The verdict is in, and after nearly a decade of legal wrangling, Apple has prevailed in the class-action lawsuit seeking over $1 billion in damages by iPod owners who claimed the company conspired to kill competing music services by adding restrictions to iTunes.
The eight-person jury found Apple not liable of adding DRM restrictions as an anti-competitive move toward rival players like RealNetworks from 2006 to 2009. The Verge reports that the jury unanimously delivered the verdict this morning and said that iTunes 7.0 is a “genuine product improvement” that increased security for consumers.
Apple’s victory means it’s off the hook for the $1 billion in damages the plaintiffs were seeking. The group originally claimed damages around $350 million to pay the 8 million iPod owners represented in the case.

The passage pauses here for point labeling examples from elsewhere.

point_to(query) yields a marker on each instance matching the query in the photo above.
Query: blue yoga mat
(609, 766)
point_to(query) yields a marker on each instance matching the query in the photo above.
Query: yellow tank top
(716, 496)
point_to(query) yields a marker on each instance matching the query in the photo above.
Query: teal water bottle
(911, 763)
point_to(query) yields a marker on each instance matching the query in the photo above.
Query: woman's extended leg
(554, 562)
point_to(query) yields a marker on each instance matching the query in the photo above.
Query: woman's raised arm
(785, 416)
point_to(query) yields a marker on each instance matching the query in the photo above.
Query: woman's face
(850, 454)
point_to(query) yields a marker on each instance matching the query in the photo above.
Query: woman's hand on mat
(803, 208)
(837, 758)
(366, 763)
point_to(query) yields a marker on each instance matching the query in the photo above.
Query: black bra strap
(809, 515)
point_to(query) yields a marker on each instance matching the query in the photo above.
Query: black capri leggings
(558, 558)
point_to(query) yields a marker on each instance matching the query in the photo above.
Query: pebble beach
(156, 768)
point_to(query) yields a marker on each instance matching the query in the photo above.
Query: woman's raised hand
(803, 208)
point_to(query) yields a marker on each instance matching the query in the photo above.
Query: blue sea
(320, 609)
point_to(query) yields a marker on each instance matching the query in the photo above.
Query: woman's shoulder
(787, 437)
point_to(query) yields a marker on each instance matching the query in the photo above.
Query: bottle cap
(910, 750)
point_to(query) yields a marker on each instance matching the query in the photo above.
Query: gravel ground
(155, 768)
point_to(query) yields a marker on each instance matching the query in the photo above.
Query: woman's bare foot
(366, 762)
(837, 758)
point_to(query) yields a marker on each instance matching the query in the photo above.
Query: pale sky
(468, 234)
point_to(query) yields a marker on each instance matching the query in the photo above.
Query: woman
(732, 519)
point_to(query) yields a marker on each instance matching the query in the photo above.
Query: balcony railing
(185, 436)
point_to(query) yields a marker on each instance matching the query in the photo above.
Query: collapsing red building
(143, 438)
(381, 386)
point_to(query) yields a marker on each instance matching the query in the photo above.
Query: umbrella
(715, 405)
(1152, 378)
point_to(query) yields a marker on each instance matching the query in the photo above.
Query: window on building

Apple’s legal team argued that the iTunes DRM restrictions were added as a measure to thwart hackers so that it wouldn’t be in violation of its music deals with the record labels. Plaintiffs claimed Apple broke competing music services’ compatibility with iTunes via a series of software updates. Apple countered that its ecosystem was built from the ground up to only work with Apple products and that it’s unreasonable to think a third-party would have zero problems.
The antitrust case against Apple began building in 2005, but in a strange turn of events at the Oakland courtroom, all the plaintiffs dropped out of the case after it was discovered that none of their iPods were purchased during the window the accused Apple of tampering with third-party music. An emergency plaintiff was flown in, but Apple asked the court to dismiss the case altogether last Monday.
A dismissal would have saved the court about a week of proceedings. The two week trial ended with a slam dunk victory for Apple, but after the verdict was read, head attorney Patrick Couglin said the plaintiff is already planning an appeal.